A Decade of Search
A lot of news happens in a decade, and as we prepare to close this one, there will be plenty of lists about the top stories from the last 10 years. This is not one of those lists. These are the stories you told us you were interested in … by searching for them. From the gravely serious to the supremely silly, we present a decade of news you couldn’t get enough of.
The terrorist attacks on Sept 11, 2001, left a nation stunned, mourning and looking for answers. No one will ever forget the horrific images of airplanes crashing into the World Trade Center’s North and South towers, the Pentagon and a Pennsylvania field. In the days and weeks that followed, people turned to the Web to find timelines of what happened, photos and videos of the attacks and information about who was responsible. Osama bin Laden and al-Qaida became household names.

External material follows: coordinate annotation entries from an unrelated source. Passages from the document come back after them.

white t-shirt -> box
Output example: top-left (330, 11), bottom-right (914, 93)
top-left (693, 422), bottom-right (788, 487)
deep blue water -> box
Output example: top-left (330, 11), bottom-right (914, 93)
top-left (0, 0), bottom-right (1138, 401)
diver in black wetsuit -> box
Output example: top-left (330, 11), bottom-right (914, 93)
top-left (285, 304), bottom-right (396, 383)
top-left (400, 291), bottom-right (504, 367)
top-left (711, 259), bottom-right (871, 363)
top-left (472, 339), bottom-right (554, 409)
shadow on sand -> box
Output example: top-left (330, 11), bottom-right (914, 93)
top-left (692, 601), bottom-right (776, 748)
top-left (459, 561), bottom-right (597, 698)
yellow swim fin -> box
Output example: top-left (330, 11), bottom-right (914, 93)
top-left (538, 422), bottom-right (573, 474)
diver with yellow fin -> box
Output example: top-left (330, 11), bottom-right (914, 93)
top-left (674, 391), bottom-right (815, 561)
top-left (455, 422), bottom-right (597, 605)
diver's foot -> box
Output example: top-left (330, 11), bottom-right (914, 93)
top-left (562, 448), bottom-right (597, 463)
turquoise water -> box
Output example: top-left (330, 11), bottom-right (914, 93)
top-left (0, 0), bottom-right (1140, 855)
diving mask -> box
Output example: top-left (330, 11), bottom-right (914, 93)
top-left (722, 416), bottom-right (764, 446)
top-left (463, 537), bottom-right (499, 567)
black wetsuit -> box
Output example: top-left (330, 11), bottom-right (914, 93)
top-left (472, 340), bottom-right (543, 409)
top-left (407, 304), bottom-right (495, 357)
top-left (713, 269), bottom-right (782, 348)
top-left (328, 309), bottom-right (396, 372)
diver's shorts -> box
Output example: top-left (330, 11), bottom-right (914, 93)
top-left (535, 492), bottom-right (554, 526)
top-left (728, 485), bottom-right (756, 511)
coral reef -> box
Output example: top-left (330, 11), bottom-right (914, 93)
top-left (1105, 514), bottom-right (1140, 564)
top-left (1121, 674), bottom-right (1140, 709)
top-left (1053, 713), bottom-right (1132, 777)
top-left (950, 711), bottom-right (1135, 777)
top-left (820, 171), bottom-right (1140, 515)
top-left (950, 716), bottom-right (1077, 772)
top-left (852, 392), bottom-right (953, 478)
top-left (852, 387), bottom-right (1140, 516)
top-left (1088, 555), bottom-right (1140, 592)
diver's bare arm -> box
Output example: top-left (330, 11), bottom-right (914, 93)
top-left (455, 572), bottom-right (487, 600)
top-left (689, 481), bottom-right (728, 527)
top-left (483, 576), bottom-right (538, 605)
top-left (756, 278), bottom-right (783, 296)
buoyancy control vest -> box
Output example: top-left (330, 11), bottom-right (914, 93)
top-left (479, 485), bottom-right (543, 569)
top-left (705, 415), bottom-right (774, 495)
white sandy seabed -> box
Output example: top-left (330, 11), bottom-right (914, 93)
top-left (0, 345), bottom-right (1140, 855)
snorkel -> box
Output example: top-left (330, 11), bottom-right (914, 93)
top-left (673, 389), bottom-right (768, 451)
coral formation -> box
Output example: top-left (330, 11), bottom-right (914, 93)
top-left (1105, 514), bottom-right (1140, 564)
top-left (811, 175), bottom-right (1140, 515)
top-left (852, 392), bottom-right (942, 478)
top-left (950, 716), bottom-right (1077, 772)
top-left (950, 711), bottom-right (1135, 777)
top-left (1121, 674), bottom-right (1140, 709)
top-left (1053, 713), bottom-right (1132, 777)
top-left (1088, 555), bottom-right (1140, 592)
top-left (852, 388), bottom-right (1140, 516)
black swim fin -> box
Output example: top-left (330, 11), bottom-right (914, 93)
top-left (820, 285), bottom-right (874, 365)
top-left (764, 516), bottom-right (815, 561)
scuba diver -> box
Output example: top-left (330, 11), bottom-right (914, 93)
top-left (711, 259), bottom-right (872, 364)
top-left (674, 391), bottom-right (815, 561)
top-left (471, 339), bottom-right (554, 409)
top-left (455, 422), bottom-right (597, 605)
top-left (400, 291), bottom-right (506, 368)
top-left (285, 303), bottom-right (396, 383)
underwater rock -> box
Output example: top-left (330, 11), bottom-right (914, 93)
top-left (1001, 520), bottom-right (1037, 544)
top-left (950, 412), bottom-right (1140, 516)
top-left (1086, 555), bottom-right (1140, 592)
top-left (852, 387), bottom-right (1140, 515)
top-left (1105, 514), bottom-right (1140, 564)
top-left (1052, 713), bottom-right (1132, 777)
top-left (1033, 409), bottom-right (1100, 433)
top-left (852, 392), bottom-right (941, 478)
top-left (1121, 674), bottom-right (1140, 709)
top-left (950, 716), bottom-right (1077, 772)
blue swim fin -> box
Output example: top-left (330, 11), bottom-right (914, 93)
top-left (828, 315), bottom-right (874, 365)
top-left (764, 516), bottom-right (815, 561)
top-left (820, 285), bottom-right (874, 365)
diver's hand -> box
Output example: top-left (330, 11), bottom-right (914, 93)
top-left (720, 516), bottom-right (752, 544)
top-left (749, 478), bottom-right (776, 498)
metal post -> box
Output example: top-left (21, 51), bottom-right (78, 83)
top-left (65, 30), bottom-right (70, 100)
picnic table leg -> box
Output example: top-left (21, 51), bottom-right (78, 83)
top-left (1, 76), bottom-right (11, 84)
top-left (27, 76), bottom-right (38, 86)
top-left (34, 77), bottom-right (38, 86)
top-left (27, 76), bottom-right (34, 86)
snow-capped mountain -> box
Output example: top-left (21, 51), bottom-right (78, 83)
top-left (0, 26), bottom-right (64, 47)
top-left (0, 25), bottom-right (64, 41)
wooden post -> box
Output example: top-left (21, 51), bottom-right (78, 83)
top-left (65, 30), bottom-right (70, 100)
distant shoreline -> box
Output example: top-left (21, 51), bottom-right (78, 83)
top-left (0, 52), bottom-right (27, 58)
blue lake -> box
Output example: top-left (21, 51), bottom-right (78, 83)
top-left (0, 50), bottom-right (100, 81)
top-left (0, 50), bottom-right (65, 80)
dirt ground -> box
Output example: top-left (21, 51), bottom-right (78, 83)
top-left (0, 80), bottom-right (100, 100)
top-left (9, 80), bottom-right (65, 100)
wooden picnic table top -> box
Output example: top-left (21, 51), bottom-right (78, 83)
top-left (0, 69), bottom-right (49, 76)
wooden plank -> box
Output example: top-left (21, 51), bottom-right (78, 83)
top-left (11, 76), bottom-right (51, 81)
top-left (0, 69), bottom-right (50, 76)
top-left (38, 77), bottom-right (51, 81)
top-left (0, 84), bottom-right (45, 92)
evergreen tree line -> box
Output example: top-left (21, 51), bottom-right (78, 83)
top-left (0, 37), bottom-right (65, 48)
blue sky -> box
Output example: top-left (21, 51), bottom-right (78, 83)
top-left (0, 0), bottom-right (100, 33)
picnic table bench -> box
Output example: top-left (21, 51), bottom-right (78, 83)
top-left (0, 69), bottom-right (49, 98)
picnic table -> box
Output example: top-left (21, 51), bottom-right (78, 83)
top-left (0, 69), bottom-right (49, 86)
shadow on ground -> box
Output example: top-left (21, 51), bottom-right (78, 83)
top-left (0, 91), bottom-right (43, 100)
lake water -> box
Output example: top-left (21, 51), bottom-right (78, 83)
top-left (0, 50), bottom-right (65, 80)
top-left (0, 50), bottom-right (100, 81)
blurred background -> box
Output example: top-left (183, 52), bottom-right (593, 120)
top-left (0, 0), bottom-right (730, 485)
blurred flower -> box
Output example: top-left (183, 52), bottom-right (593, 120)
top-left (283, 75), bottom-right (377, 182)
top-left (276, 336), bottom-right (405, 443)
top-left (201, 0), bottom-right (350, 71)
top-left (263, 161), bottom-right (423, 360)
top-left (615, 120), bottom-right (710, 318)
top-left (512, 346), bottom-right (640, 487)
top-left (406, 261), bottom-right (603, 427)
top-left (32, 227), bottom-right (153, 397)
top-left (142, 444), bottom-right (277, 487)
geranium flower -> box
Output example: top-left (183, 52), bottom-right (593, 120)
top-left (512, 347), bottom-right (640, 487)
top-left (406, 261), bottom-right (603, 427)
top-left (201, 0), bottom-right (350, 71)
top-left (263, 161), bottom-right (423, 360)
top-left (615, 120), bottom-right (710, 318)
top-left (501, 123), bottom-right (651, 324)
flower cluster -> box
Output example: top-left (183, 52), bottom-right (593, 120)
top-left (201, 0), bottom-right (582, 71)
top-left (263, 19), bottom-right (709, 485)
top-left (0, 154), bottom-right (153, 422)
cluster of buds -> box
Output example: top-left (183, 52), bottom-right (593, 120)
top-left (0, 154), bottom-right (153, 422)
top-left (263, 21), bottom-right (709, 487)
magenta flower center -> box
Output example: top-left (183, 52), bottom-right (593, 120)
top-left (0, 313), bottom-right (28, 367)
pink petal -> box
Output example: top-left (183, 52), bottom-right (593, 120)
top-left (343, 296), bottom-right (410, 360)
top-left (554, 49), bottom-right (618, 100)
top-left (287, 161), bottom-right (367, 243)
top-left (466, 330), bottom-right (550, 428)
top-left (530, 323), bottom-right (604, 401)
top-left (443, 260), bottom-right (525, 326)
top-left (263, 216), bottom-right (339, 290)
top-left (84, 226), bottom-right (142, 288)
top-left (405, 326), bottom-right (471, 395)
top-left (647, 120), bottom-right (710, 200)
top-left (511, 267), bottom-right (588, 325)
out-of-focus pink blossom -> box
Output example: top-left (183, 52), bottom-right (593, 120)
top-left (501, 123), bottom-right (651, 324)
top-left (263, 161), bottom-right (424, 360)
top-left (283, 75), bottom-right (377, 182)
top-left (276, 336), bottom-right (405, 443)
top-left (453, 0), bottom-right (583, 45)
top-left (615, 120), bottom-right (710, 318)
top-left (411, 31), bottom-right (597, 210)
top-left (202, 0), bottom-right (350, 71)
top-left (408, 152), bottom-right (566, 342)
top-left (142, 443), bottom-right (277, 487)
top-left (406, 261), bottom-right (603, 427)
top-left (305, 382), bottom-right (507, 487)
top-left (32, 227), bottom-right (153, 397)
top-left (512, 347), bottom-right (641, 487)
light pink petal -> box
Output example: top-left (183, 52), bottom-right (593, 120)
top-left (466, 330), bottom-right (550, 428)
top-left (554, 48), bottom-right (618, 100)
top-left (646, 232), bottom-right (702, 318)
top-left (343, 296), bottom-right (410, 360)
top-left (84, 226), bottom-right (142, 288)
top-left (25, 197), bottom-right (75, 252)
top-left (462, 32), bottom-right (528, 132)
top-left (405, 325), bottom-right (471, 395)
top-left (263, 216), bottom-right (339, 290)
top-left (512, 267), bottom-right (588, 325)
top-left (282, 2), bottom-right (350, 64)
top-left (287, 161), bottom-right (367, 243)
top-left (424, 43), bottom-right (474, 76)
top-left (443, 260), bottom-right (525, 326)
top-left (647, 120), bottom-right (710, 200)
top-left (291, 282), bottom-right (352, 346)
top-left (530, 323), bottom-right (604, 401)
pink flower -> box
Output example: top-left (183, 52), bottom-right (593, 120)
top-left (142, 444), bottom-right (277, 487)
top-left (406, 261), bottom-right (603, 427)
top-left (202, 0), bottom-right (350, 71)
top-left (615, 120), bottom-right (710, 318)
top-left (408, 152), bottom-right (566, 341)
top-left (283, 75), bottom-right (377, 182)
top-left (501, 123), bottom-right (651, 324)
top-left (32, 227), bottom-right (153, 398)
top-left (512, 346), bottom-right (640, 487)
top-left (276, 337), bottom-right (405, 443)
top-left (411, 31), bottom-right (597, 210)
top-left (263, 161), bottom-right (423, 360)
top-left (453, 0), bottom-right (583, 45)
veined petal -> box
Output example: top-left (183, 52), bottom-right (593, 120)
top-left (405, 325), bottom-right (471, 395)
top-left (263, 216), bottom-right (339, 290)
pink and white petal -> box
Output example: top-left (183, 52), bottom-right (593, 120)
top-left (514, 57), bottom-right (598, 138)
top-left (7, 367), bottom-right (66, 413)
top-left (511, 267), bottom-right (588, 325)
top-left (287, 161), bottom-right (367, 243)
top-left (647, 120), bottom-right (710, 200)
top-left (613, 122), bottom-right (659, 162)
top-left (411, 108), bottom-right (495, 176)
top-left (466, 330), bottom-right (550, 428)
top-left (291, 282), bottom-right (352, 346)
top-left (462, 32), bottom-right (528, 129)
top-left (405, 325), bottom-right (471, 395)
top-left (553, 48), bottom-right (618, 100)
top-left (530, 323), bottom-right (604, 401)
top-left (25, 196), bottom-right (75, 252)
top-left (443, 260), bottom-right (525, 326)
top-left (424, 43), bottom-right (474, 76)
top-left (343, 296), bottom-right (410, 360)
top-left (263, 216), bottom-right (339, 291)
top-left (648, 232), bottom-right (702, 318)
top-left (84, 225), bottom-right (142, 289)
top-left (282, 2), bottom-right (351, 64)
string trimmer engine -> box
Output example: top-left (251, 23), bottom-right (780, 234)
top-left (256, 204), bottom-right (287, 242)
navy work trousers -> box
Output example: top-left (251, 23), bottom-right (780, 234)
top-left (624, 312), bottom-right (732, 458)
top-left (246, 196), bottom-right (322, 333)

Eventually, people began looking for sources of inspiration and healing. Images of the twin towers falling were replaced with one of ground zero’s “Tribute in Light.” Online memorials and dedications to the 2,976 victims became places of remembrance while people the world over searched for ways to help victims and their families. Iconic moments from “Saturday Night Live” (Lorne Michaels: “Can we be funny?” NYC Mayor Rudy Giuliani: “Why start now?”), David Letterman and “The Daily Show with Jon Stewart” gave people a reason to smile again.
On March 19, 2003, President George Bush announced that the U.S. war against Iraq had begun. Searches for Iraq, its leader Saddam Hussein, and the previous Gulf War had been growing as the war’s build-up progressed, but the initial air strikes, the search for weapons of mass destruction and anti-war protests soon became the focus.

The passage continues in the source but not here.